The California State Library has an online federal government documents collection that is capable of ingesting PDF’s. Per the April 3, 2025 CSL webinar on Federal Government Information: How to Locate and Access Online Resources, Bradley Seybold, the regional federal documents librarian, would likely be willing to discuss deposits of materials that are appropriate for the collection. Contact cslgps@library.ca.gov.


Stay Informed and Get Involved - Current Awareness Resources

America's Essential Data, a collaborative effort led by former U.S. Chief Data Scientist Denice Ross, is dedicated to documenting the value that federal government data provides for American lives and livelihoods. The Dearly Departed Datasets serves as an in-memoriam, tracking the loss of federal datasets that once served the American people. The Use Cases track how these datasets are actively used by governments, researchers, and communities. You can get involved by sharing the site on social media, connecting related efforts, submitting a use case, or hosting a group session.

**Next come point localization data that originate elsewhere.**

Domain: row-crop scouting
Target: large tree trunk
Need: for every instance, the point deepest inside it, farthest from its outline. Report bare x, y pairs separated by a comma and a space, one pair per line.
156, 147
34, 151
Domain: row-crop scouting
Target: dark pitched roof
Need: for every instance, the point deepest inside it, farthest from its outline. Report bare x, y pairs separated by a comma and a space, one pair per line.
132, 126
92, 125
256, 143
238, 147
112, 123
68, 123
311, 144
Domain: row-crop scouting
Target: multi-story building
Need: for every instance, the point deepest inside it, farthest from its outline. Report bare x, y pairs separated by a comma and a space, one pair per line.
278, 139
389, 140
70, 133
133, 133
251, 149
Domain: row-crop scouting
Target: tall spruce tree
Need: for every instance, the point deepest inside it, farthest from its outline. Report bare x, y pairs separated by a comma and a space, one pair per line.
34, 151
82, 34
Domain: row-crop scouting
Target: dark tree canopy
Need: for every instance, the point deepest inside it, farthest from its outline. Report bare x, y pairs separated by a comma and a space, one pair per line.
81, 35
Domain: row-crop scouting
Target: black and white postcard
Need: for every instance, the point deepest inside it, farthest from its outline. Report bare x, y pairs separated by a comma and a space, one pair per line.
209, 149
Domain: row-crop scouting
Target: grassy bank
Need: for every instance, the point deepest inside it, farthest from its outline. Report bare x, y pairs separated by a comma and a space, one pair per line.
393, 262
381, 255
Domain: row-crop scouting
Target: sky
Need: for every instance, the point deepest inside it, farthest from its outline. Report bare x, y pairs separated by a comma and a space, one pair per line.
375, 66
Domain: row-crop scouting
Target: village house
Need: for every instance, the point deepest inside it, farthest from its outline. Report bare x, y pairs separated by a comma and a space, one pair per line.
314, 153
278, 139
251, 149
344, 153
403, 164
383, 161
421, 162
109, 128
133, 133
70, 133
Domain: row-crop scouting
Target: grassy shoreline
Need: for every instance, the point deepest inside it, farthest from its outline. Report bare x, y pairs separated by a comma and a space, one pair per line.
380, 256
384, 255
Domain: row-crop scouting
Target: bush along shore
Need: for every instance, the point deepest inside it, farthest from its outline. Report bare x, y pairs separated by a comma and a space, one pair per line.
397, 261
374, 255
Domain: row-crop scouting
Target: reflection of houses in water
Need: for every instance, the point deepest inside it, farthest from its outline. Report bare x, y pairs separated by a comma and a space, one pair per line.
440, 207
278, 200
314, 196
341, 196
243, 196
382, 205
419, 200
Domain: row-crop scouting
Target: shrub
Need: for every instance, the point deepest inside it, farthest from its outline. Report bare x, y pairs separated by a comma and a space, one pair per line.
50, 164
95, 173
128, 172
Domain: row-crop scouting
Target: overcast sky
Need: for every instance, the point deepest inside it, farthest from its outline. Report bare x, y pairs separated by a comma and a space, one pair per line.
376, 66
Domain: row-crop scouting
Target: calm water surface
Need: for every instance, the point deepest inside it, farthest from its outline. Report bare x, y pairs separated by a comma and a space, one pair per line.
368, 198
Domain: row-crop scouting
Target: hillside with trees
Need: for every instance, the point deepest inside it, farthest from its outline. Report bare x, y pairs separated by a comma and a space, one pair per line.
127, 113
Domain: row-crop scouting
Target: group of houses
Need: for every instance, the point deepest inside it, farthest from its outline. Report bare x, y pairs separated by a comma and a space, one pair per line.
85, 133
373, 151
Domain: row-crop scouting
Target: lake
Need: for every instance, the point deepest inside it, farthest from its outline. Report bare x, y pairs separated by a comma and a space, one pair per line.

Created in 2004 by librarians as a place where those who have a stake in the preservation and free access to government information (libraries, government agencies, non-profit organizations, journalists and researchers) can initiate dialogue and build consensus around these issues. FGI promotes free government information through collaboration, education, advocacy, and research.


This page, maintained by government information librarian Kelly Smith at UC San Diego, is a great way to track what is currently happening in U.S. government information. The Weekly Roundups provide awareness and links about federal government activities and reports. The roundups are available going back to August 31, 2019.


    The bot posts whenever a Federal US .gov domain is either added or removed.


THE place to follow all things gov info, GOVDOC-L is the primary discussion forum about government information of all types (federal, state, local, and international) with an emphasis on the Federal Depository Library program.


A much needed and must-read publication by librarians, James A. Jacobs and James R. Jacobs. This 2025 volume is available as a free ebook download but may also be purchased as a print volume.

 

Listen to a timely conversation between James Jacobs and Jim Jacobs, guided by Shari Laster, about their publication and safeguarding public information in the digital age. Shari will serve as UC’s inaugural Associate University Librarian and Director of Systemwide Library Facilities starting in January 2026. 


 

Born-Digital Government Information Preservation Projects

A community project that tracks actions by the current administration that impact government information. Users are invited to submit government resources that have been removed or censored. The goals of the project are to help the public see the scope of what has been removed, modified, or impacted; and to (when possible) point to where preserved copies of missing documents can be found.


The EOT Web Archive captures federal government web sites at risk of changing or disappearing during the transition to a new presidential administration. It includes federal government websites (.gov, .mil, etc) in the Legislative, Executive, or Judicial branches of the government. Established in 2008, the EOT was created as a collaboration among partners and volunteers from academic libraries, Internet Archive, and non-profit and governmental organizations.


An extension of past End of Term projects, this collaborative project is intended to document the federal government's web presence by archiving government websites and data. In an effort to preserve changing or disappearing government information.


The Data Rescue Project started in February 2025 as a coordinated effort of three data organizations, including members of IASSIST, RDAP, and the Data Curation Network. Their goal is to serve as a clearinghouse for data rescue-related efforts and data access points for public US governmental data that are currently at risk. They are working to track and coordinate efforts which include: data gathering, data curation and cleaning, data cataloging, and providing sustained access and distribution of data assets.